28 czerwca rozpoczęła się druga ofensywa polska. 10 pułk piechoty nacierał z rejonu Łysej Góry w kierunku Żacki Wielkie i dalej przez Wozoniaki, Płuchów, Meceniów, rzekę Strypę, Podhajczyki, Jeziemę, Cebrów, Hłuboczek Wielki, Roznoszyce, Łubianki Niżne i Zbaraż. Pod Zbarażem pułk zakończył działania bojowe na tym kierunku[28]. W czasie walk 10 pp wchodził zazwyczaj w skład grupy płk. Lindego. W rozkazie pożegnalnym z 28 lipca 1919 płk Sikorski napisał[30]:
Żegnając się z oficerami i żołnierzami [...] pragnę podkreślić zasługi dla sprawy tych pułków, które do obecnej jeszcze chwili wchodzą w skład mej grupy.
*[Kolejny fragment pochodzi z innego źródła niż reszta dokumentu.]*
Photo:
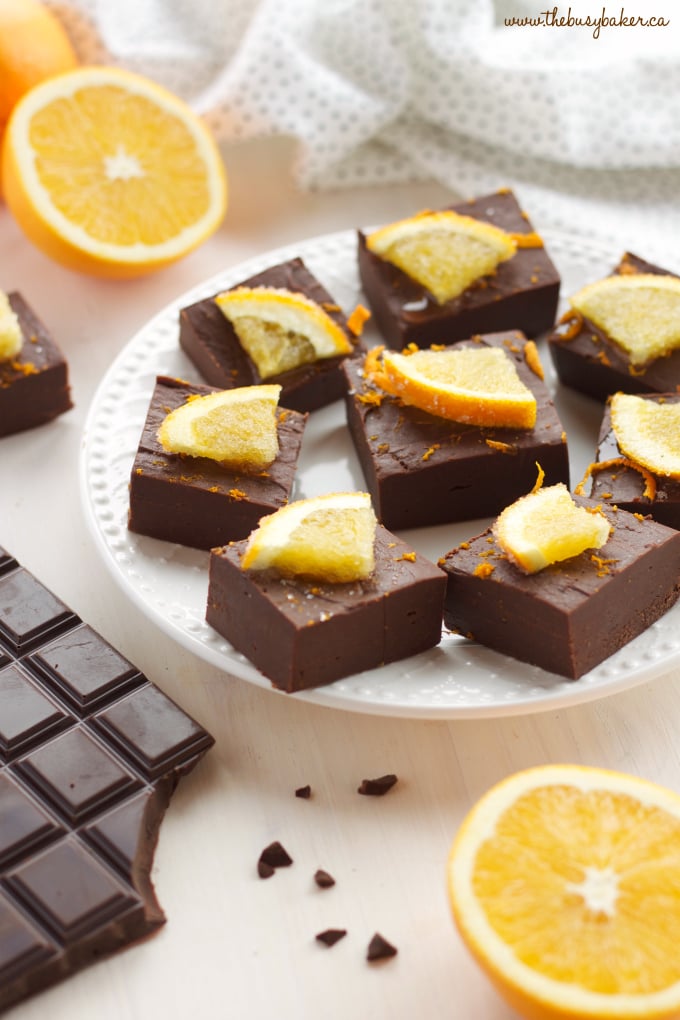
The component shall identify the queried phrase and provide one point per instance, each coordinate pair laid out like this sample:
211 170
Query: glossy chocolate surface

Na pierwszy plan wybija się wśród nich 10 pułk piechoty, którego bataliony broniły jeszcze w zimowych miesiącach r.b.: Lubienia i Gródka, które przełamały pierwszy front podczas wiosennej ofensywy na Porzecze Lubieńskie, trzymając w swoim ręku przez dłuższy czas Lubień Mały. Podczas pochodu naprzód 10 pułk piechoty zdobył sobie opinię jednego z najlepszych pułków ofensywnych, odznaczając się pod Boryniczami, Chodorowem, Litiatynem. W odwrocie również oficer i żołnierz wytrzymał niejednokrotnie w najtrudniejszej sytuacji napór wroga, ratując przez to całość dywizji. Tak było pod Za- borowem, Płuchowem, a później na Łysej Górze, którą 10 pułk piechoty utrzymał w swym ręku pomimo przerwania frontu na sąsiednim odcinku, umożliwiając przez to wojskom Hallera skuteczną ofensywę na linii Gołogóry.
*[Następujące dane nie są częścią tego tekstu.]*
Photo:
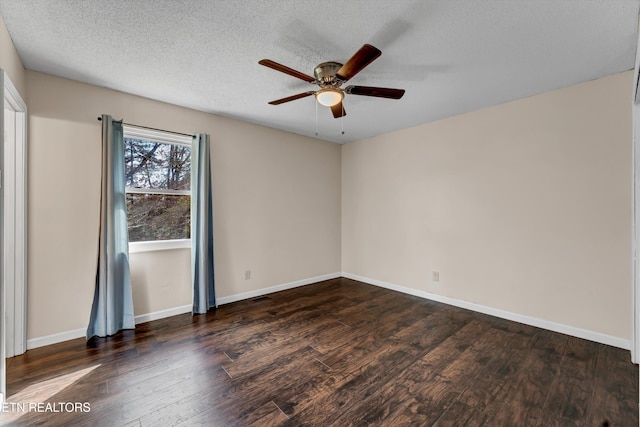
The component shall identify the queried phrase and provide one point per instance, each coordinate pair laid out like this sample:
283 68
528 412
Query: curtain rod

Po zakończeniu walk pułk przydzielono do VII Brygady Piechoty gen. Franciszka Krajowskiego[31].
10 sierpnia 1919 nastąpiła reorganizacja pułku. Odtworzono między innymi rozwiązaną w czerwcu 2 kompanię strzelecką i kompanię techniczną. Działając w składzie VII BP pułk uczestniczył w akcji na Ostróg nad rzeką Horyń zakończonej zajęciem miasta. W pierwszej dekadzie września pułk pozostawał w rejonie Ostroga. Potem bataliony zajęły pozycje obronne: I baon – na północ od Olewska w kierunku Suszczan, Pergi i Juzowej, II baon – nad rzeką Słucz – na południe od Sarn pod Znosicze i Lizianę, III baon – na północ od Sam w kierunku Strzelskiej i Dąbrowicy[32]. W październiku 10 pp przegrupował się nad rzekę Uborć. Bataliony I i II rozmieściły się na południe od Olewska, III baon w Olewsku. Z nadwyżek stanów etatowych utworzono kompanię karabinów maszynowych przy dowództwie pułku[33]. Miejscem postoju dowództwa pułku było Równe[34].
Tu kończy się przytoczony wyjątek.